A broader end goal strategy and sense of parameters will help the use of alternative payment models to slow the rate of spending growth. This goal is achievable, “but I think there’s going to be some period of debate about what that portfolio model should look like as we go forward,” Chernew said.

Throughout the pandemic, practices that had already moved into relatively advanced alternative payment models were able to better withstand the financial disruptions, McClellan pointed out. “The organizations that were in those programs already had a foundation around longitudinal health information technology (IT), data analytics, infrastructure around team-based approaches to care, around telehealth and virtual care models that were really effective.”

By using these models as a baseline, organizations can build on the successes and adapt aspects that work best for them. These examples can also help address disparities brought to light by the pandemic. “It's the flexibility in those [alternative payment] models to invest in community health workers in other upstream steps to reach out to patients, not to make them come to you, that we really need to both improve population health, reduce costs and also to reduce disparities,” McClellan said.

Touching on the relatively small impacts on cost and quality stemming from alternative payment model adjustments, McClellan pointed out that many of the programs are voluntary. If organizations are “doing pretty well under a fee-for-service [model] even if costs are high and quality is not clearly better, it's hard to get those providers to move into the alternative model,” he said. To do so, resources and tools enabling the shift all together need to be developed and distributed.

McClellan underscored that the full transition is possible, citing successful shifts in site-of-care carried out by some behavioral health providers during the pandemic. But leadership from CMS and health plans will be crucial.

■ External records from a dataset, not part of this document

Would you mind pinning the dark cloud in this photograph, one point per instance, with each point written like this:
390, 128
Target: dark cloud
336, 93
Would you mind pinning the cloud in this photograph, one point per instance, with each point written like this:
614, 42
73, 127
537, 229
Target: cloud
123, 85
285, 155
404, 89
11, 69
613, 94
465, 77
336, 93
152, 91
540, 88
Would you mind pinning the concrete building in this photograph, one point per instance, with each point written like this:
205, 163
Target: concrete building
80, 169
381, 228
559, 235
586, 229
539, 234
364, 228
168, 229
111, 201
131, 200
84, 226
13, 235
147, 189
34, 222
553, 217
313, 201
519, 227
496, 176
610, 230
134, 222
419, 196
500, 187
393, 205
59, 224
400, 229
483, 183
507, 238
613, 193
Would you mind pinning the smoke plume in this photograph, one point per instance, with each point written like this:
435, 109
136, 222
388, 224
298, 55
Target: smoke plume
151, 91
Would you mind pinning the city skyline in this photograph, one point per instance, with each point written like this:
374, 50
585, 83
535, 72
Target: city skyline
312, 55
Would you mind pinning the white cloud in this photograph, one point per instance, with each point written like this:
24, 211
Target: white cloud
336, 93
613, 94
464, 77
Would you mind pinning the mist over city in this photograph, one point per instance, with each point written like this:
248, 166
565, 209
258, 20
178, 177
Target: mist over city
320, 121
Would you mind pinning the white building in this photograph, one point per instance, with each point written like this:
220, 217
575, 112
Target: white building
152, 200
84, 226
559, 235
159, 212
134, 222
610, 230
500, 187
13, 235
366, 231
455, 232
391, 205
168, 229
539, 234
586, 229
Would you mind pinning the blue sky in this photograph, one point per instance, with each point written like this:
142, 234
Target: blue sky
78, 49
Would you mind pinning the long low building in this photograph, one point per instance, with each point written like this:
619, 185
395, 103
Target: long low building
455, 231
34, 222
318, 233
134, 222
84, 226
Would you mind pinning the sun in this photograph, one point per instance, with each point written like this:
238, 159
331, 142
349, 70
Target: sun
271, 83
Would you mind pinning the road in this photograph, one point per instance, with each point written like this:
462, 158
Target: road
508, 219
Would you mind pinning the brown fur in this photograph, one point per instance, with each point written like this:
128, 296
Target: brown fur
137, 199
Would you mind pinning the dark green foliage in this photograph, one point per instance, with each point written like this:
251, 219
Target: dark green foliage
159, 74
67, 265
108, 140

Having clear goals for improving care in addition to “not restarting low-value care, keeping costs down, I think make this a unique time for progress on a real strategy around accelerating alternative payment models and value-based care,” McClellan said.

Revisiting how benchmarks are set to ensure organizations aren’t competing against themselves is also instrumental in this effort, Chernew added.. “When money gets tight providers are going to want some way to control the money so they can capture the savings associated with efficiencies generated.”

Alternative payment models, regardless of savings size, are ultimately a mechanism to allow providers to control funds that will be increasingly limited, Chernew explained. “The more we can all grow in the same direction, to give incentives, to create efficiencies and allow providers to share those efficiencies, I think the quicker we’ll move to where we want to be.”